Tournée dans la métropole lilloise, la Palme d'or 2013 du Festival de Cannes laisse un goût amer à certains. Par la voix du syndicat des professionnels de l'industrie de l'audiovisuel et du cinéma, certains techniciens embauchés sur "La vie d'Adèle" dénoncent de difficiles conditions de travail.
Des journées de travail de 16 heures payées 8, des horaires anarchiques, modifiés sans cesse à la dernière minute et annoncés parfois en pleine nuit par SMS...les doléances ne manqueraient pas en ce qui concerne les conditions de travail sur le tournage de "La vie d'Adèle".
La Palme d'or 2013 du festival de Cannes, attribuée dimanche 26 mai au film d'Abdellatif Kechiche ne serait donc pas celle du respect des travailleurs, selon les techniciens et ouvriers du Nord qui ont travaillé sur le film.
Des conditions de travail proches du harcèlement moral
C'est le syndicat des professionnels de l'industrie de l'audiovisuel et du cinéma, le Spiac-CGT, qui est venu relayer leurs plaintes dans un communiqué, juste avant la projection officielle du film, le 23 mai à Cannes.
Selon le journal Le Monde, qui s'en est fait l'écho, l'organisation dénonce des conditions de tournage du film, proche du "harcèlement moral".
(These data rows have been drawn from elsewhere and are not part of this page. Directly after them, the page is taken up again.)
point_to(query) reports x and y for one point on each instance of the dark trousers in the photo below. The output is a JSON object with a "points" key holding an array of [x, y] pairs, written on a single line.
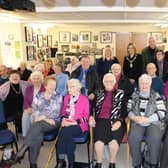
{"points": [[164, 153], [66, 144], [34, 138], [153, 137]]}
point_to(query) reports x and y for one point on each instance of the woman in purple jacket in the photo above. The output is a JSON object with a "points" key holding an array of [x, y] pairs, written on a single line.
{"points": [[75, 114], [31, 92]]}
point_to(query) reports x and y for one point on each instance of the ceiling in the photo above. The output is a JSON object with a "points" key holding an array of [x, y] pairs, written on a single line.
{"points": [[95, 11]]}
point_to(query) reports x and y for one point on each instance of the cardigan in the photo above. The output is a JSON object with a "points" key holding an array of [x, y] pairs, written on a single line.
{"points": [[82, 111], [28, 97]]}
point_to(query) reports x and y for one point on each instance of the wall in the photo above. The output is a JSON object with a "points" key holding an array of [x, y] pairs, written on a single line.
{"points": [[11, 42]]}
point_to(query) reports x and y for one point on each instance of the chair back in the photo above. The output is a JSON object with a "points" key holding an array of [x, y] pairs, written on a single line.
{"points": [[2, 116]]}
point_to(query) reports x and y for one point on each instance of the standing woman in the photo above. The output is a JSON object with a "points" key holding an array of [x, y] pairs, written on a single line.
{"points": [[31, 92], [104, 63], [11, 93], [132, 66], [46, 116], [109, 122], [75, 114]]}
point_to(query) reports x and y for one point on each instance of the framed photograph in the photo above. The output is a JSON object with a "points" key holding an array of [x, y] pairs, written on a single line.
{"points": [[64, 37], [29, 34], [85, 37], [158, 36], [106, 37], [30, 53], [95, 38], [49, 41], [74, 37], [39, 40]]}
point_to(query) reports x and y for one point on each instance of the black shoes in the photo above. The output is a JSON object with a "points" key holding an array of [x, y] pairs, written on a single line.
{"points": [[111, 165], [98, 165], [33, 165], [61, 164]]}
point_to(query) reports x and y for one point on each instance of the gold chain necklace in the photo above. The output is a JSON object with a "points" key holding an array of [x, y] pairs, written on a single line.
{"points": [[131, 61], [13, 88]]}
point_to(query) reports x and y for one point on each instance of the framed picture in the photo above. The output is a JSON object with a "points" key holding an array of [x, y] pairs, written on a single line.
{"points": [[158, 36], [30, 53], [85, 37], [39, 40], [49, 41], [64, 37], [74, 37], [95, 38], [106, 37], [29, 34]]}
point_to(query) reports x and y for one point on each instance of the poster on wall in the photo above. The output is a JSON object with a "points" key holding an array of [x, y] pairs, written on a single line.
{"points": [[17, 49]]}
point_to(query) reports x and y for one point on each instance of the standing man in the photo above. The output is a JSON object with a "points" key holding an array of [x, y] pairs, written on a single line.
{"points": [[149, 52]]}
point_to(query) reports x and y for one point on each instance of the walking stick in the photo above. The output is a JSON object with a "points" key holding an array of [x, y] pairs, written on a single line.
{"points": [[52, 151]]}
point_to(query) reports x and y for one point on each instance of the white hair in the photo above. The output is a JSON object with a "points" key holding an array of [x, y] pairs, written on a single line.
{"points": [[109, 75], [76, 82], [37, 73], [145, 77]]}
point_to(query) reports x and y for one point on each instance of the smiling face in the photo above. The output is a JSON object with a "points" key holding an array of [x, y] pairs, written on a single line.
{"points": [[14, 78], [109, 81]]}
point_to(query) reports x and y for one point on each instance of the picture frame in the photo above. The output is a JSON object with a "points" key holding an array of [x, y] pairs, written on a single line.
{"points": [[85, 37], [28, 34], [95, 38], [158, 36], [30, 50], [49, 40], [106, 37], [74, 37], [39, 40], [64, 37]]}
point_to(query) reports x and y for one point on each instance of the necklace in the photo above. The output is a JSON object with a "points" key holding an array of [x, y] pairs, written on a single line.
{"points": [[131, 61], [13, 88]]}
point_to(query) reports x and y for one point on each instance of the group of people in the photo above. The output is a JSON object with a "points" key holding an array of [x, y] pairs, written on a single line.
{"points": [[100, 96]]}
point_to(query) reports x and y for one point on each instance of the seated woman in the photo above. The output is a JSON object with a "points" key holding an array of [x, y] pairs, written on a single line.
{"points": [[110, 120], [75, 114], [47, 106], [147, 112], [31, 92]]}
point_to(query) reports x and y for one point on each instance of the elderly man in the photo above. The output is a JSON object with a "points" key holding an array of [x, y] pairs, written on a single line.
{"points": [[147, 112], [157, 82], [149, 52]]}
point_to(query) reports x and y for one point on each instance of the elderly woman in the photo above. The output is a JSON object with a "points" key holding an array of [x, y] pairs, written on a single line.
{"points": [[109, 122], [147, 112], [46, 116], [31, 92], [132, 66], [11, 93], [75, 114], [104, 63]]}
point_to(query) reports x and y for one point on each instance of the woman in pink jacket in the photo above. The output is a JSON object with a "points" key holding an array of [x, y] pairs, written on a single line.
{"points": [[75, 114]]}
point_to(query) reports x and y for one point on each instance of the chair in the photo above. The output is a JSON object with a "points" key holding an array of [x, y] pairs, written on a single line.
{"points": [[50, 136], [6, 136], [82, 139]]}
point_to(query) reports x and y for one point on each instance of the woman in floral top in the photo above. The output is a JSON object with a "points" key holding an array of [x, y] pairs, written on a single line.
{"points": [[46, 116]]}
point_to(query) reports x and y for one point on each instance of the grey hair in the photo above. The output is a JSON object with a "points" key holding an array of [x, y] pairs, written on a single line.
{"points": [[109, 75], [38, 73], [145, 77], [76, 82]]}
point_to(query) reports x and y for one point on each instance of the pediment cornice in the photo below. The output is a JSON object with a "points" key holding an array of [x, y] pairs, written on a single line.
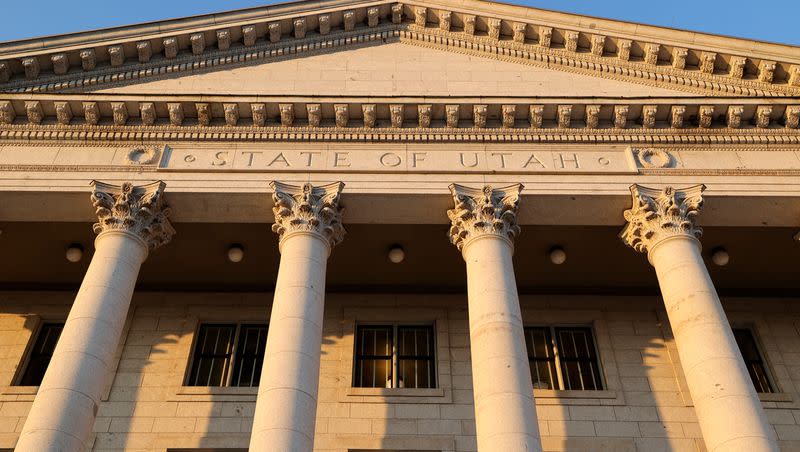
{"points": [[701, 64]]}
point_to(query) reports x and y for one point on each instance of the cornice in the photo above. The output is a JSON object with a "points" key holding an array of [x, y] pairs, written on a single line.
{"points": [[289, 32]]}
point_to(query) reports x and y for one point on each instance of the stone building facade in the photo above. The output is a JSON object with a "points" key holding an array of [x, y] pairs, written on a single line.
{"points": [[494, 228]]}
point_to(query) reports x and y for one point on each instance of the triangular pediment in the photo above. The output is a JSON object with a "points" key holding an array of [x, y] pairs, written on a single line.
{"points": [[496, 49]]}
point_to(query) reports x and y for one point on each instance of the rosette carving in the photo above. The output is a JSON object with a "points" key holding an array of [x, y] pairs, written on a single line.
{"points": [[138, 210], [308, 209], [483, 211], [658, 214]]}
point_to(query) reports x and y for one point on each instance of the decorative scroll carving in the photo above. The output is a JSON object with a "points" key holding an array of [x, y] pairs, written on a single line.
{"points": [[598, 45], [287, 114], [274, 31], [198, 41], [373, 17], [424, 113], [119, 112], [116, 55], [396, 115], [737, 65], [31, 67], [175, 113], [592, 116], [620, 116], [249, 35], [705, 116], [170, 47], [564, 116], [203, 113], [223, 39], [308, 209], [479, 113], [144, 51], [314, 112], [546, 36], [734, 116], [63, 112], [766, 71], [624, 49], [368, 112], [452, 115], [147, 111], [60, 63], [707, 62], [649, 116], [88, 59], [342, 114], [536, 116], [677, 114], [679, 57], [7, 113], [658, 214], [231, 114], [763, 115], [259, 114], [571, 40], [33, 109], [91, 113], [481, 212], [509, 115], [138, 210], [299, 28]]}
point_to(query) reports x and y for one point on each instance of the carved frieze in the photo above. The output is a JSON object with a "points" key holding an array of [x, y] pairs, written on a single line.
{"points": [[481, 212], [659, 214], [138, 210], [308, 209]]}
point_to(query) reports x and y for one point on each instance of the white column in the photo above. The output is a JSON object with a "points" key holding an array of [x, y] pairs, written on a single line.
{"points": [[484, 226], [132, 220], [662, 223], [308, 222]]}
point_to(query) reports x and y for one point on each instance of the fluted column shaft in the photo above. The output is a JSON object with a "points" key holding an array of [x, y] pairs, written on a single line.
{"points": [[484, 225], [307, 219], [727, 406], [66, 404]]}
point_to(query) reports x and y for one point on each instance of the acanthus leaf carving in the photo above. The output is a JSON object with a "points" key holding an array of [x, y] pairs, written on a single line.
{"points": [[138, 210], [658, 214], [481, 212], [308, 209]]}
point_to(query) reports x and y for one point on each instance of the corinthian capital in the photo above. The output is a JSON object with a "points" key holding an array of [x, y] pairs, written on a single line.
{"points": [[139, 210], [308, 209], [658, 214], [483, 211]]}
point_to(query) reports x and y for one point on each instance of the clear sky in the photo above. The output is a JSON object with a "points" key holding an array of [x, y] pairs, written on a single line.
{"points": [[775, 20]]}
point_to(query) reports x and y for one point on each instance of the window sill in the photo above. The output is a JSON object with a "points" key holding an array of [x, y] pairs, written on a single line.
{"points": [[395, 395]]}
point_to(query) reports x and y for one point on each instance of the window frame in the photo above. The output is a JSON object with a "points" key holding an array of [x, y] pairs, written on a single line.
{"points": [[552, 329], [395, 357], [230, 368]]}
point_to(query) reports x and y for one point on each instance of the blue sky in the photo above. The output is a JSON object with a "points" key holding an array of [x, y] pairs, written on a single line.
{"points": [[775, 21]]}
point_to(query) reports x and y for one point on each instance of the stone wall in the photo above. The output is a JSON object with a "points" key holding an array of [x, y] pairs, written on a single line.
{"points": [[645, 405]]}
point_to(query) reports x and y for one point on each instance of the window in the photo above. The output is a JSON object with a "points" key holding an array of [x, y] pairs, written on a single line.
{"points": [[752, 359], [394, 356], [563, 358], [228, 355], [39, 356]]}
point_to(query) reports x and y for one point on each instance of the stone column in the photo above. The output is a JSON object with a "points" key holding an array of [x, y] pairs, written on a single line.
{"points": [[662, 223], [308, 222], [132, 220], [483, 227]]}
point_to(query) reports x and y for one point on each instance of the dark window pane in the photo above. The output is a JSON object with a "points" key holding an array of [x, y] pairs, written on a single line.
{"points": [[249, 355], [40, 354], [212, 355], [752, 359]]}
Des techniciens écoeurés, voire déprimés
"Nos collègues ayant travaillé sur ce film nous ont rapporté des faits révoltants et inacceptables. La majorité d'entre eux, initialement motivés, à la fois par leur métier et le projet du film en sont revenus écœurés, voire déprimés", peut-on lire dans ce communiqué. Certains ont abandonné "en cours de route", "soit parce qu'ils étaient exténués, soit qu'ils étaient poussés à bout par la production, ou usés moralement par des comportements qui dans d'autres secteurs d'activités relèveraient sans ambiguïté du harcèlement moral".
Une polémique qui fait tache sur la Palme d'or
Dans un autre article, publié le lendemain, Le Monde cite cette fois un communiqué de l'Atocan, association regroupant les techniciens et ouvriers du cinéma du Nord-Pas-de-Calais :
"Si ce long-métrage devait devenir une référence artistique, nous espérons qu'il ne devienne jamais un exemple en termes de production."
Voilà qui fait une bien cinglante contre-publicité au film récompensé par la plus haute distinction cannoise.
En plein débat sur la convention collective du cinéma
Il faut dire que ce pavé dans la mare intervient en plein débat sur la convention collective du cinéma. Signée en janvier 2012 par la plupart des syndicats de salariés, elle est rejetée par de nombreux syndicats de producteurs. Selon eux, une bonne soixantaine de films ne pourraient plus se faire si on appliquait les nouvelles mesures en matière de minima salariaux, de paiement des heures supplémentaires, de travail de nuit ou du dimanche.
"La vie d'Adèle" instrumentalisée par les syndicats selon les producteurs
Pour les producteurs de "La vie d'Adèle", les critiques émises sur les conditions de travail lors du tournage du film sont l'instrumentalisation de ce contexte.
Wild Bunch, producteur principal du film, se fait d'ailleurs l'avocat du réalisateur Abdellatif Kechiche. "Je n'ai pas entendu parler de plaintes, mais cela ne veut pas dire qu'elles n'existent pas. Certains techniciens de la région Nord – Pas-de-Calais sont partis en cours de route, car ils n'acceptent pas les conditions de Kechiche. Mais certains collaborateurs de Kechiche sont toujours là, depuis son premier film".